Neben dem Scooter-Team und den Karnevalisten beteiligt sich auch der Förderverein der St.-Martin-Kirche an der Kirmes. Am Samstag und Sonntag bietet er jeweils ab 14.30 Uhr und 15.30 Uhr in historischer Gewandung Führungen durch die Basilika an.
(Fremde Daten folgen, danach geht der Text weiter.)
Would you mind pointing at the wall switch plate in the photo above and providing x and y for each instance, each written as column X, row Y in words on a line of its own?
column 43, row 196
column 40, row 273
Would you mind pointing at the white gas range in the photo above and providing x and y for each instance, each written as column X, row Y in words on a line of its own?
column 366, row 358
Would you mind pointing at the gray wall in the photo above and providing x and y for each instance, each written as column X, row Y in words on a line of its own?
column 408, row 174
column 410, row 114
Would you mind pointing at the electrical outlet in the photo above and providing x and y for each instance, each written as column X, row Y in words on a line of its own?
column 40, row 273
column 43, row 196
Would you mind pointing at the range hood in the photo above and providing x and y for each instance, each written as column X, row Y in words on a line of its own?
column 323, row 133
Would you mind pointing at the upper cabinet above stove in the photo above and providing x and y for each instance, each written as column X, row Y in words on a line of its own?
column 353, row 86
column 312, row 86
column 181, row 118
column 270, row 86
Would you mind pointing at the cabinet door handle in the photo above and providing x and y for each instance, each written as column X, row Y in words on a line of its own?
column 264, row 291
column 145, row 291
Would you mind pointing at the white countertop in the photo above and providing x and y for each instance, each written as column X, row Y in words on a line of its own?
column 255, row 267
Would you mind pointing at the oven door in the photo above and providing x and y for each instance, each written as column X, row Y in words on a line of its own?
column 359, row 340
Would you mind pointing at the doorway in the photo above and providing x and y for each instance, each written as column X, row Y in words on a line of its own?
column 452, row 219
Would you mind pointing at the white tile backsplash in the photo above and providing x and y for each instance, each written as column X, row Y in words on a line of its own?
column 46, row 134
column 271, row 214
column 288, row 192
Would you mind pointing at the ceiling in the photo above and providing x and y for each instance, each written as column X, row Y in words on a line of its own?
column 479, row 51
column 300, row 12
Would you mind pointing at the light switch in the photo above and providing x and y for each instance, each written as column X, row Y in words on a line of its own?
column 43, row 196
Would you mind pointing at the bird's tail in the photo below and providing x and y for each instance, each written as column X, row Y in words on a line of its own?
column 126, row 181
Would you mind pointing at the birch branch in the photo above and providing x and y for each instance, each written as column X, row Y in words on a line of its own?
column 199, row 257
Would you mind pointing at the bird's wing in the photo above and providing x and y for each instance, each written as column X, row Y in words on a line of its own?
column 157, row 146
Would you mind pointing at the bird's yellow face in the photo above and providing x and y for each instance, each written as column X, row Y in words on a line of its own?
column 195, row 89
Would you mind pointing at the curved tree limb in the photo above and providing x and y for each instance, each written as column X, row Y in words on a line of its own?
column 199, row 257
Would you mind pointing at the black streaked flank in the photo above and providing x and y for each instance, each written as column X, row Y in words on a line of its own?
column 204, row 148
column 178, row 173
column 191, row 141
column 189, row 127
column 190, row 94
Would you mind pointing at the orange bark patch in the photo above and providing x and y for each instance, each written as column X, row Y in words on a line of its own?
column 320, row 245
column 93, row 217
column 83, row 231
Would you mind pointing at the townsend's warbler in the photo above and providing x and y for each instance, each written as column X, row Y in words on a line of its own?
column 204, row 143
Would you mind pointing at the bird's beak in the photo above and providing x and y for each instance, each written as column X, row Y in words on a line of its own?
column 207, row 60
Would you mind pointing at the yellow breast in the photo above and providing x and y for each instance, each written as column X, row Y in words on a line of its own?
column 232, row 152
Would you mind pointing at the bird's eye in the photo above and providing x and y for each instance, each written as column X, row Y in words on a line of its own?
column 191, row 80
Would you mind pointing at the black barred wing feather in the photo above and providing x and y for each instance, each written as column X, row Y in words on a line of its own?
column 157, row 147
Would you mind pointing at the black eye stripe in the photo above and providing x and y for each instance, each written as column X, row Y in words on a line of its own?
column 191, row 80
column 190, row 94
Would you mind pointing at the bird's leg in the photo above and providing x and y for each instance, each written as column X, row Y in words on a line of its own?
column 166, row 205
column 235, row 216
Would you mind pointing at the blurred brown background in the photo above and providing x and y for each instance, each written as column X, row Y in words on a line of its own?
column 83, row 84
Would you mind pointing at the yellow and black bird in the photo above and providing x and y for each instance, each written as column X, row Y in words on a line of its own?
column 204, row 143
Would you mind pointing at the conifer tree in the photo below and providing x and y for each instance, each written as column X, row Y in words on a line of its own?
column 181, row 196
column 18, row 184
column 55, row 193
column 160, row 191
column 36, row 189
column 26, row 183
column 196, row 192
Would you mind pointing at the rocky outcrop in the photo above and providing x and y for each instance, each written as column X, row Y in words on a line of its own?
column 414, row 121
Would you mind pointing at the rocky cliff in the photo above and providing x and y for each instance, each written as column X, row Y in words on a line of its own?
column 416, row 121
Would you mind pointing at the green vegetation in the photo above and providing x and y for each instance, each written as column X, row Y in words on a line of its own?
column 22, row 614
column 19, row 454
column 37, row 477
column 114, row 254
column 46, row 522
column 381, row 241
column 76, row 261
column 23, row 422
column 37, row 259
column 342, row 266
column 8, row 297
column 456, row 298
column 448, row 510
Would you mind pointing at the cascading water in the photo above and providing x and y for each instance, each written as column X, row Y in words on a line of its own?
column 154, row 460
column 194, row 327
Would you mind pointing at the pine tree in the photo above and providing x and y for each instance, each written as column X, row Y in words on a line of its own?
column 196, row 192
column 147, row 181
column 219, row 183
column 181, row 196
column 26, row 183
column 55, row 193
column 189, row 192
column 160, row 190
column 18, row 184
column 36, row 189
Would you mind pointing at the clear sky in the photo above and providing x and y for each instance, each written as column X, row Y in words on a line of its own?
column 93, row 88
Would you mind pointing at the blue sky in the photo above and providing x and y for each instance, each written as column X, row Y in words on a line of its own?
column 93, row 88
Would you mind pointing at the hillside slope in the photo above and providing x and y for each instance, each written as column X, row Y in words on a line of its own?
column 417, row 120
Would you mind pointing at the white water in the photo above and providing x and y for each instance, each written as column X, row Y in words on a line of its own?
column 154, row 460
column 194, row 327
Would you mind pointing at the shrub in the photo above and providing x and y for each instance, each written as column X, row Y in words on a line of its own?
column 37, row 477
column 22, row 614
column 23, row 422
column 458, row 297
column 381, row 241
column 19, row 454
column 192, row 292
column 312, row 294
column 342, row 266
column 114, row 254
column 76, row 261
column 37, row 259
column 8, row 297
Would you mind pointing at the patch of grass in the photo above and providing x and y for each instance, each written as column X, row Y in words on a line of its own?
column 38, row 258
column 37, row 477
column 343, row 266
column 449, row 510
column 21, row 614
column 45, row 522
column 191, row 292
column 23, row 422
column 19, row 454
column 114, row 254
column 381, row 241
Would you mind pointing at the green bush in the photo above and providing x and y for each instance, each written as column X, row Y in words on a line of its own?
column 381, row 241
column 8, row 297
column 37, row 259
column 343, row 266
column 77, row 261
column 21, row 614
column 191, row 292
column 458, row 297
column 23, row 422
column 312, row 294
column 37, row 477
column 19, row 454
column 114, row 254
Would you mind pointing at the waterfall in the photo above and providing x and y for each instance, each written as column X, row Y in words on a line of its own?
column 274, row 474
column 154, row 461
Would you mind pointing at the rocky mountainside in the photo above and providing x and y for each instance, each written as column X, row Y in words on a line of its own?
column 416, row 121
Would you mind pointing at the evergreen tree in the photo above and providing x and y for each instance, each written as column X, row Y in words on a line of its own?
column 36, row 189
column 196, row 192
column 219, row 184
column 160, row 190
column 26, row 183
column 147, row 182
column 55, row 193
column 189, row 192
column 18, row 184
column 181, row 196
Mittelalterlichen Sport und historische Kinderspiele gibt es an den beiden Tagen beim VfL und BBC Linz jeweils von 11 bis 17 Uhr in den Rheinanlagen, wo auch traditionelles Schmiedehandwerk vorgeführt wird und die Bogenschützen von SV Vettelschoß in das mittelalterliche Schießen einweihen.
„Das Fanfarencorps des TV Linz führt zudem am Samstag die beiden Schützenvereine mit ihren Gästen im Festzug auf den Marktplatz, von wo aus die Festgesellschaft gegen 18 Uhr zum Königsball in die Stadthalle zieht“, so Faust. Außerdem laden die Geschäfte rund um die Brunnen mit der Bäuerin Agnes am Sonntag ab 14 Uhr zu einer einstündigen Buttermarkt-Modenschau ein.